It hurts: Husband of cancer victim shocked at 2016 memos

Stephen Teap asks: should Leo Varadkar have known about the 2016 memos?

Stephen and Irene Teap with their two children Noah, age 3 and Oscar, age 5. Irene Teap died last year after receiving incorrect cervical cancer screening results. Picture supplied by Stephen Teap /Facebook

Stephen and Irene Teap with their two children Noah, age 3 and Oscar, age 5. Irene Teap died last year after receiving incorrect cervical cancer screening results. Picture supplied by Stephen Teap /Facebook

 

The widower of a woman not told about missed cancer warnings has welcomed the departure of Tony O’Brien as HSE director general and expressed shock at 2016 memos showing the HSE knew of the issue.

Stephen Teap, whose wife Irene was diagnosed with cancer in 2015 and died last year after two undisclosed false tests in 2010 and 2013, said that it was correct that the memos should have led to the resignation of Mr O’Brien as director general.

Mr O’Brien’s position became increasingly tenuous on Thursday after the dramatic release to the Dáil Public Accounts Committee of three memos he had received in 2016 on the background to the issue of cervical screening audit findings which in many cases were not passed on to the women concerned. One of the memos released revealed that the HSE was concerned about a risk that communicating individual audit findings to doctors could result in patients going to the media with stories that the cervical screening process did not diagnose their cancer.

“It was shocking: the lack of concern for the patient and lack of concern over learning from mistakes. How they were trying to prioritise a response to negative feedback from patients and the media was terrible,” Mr Teap said.

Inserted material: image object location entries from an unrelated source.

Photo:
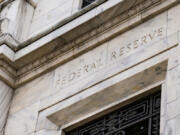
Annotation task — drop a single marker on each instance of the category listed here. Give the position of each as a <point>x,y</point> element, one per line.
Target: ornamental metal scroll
<point>139,118</point>
<point>87,2</point>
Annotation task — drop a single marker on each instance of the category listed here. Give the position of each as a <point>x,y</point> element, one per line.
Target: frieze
<point>118,52</point>
<point>101,57</point>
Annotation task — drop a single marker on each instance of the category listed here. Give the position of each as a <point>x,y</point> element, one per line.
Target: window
<point>139,118</point>
<point>87,2</point>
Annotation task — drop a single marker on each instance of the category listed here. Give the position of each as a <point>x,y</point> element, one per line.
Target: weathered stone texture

One of the memos, a March 2016 briefing note to the HSE, says that, under a heading “next steps,” the plan was to “pause all letters” conveying information about revised smear test results, await legal advice and continue to prepare “reactive communications” responding to media headlines “screening did not diagnose my cancer.”

Mr Teap criticised the approach taken to telling patients as reflected in the memos.

“It doesn’t take the patient into consideration whatsoever and it hurts, it hurts that that has been going on,” he told The Irish Times, speaking by phone from his home in Carrigaline, Co Cork.

Mr Teap’s wife Irene was one of 17 women who were given inaccurate tests to have died. She was diagnosed with cancer in 2015 and died in July 2017 at the age of 35 leaving behind two young sons Oscar and Noah.

She died without knowing about the false negative smear test results. Mr Teap only learned of his wife’s inaccurate tests when he was told by the HSE last week after a court case taken by Limerick woman Vicky Phelan and her refusal to sign a confidentiality clause in the settlement of that case exposed the controversy.

Mr Teap said that he was not surprised by the details within the memos sent to the HSE showing that CervicalCheck was contemplating in 2016 not telling some women about the audit findings.

“I am not surprised by that given the way they handled the question when I asked them why didn’t you share the information with me. They changed their response in 24 hours; it was part of the drip-feed of information,” he said.

“That is why I had been calling for Tony O’Brien to be removed from this position so we can have full transparency in all correspondence to see what was going on and hopefully this will help with all inquiries.

“Tony O’Brien was obviously aware of that memo and he had read that.”

Mr Teap noted the Department of Health’s comments that the memos were not brought to the attention of the minister for health at the time the March 2016 was sent, Leo Varadkar, now Taoiseach but that the memos still raised questions for the Government.

“Varadkar was the minister for health. Should he have known is the question that has to be answered now,” he said.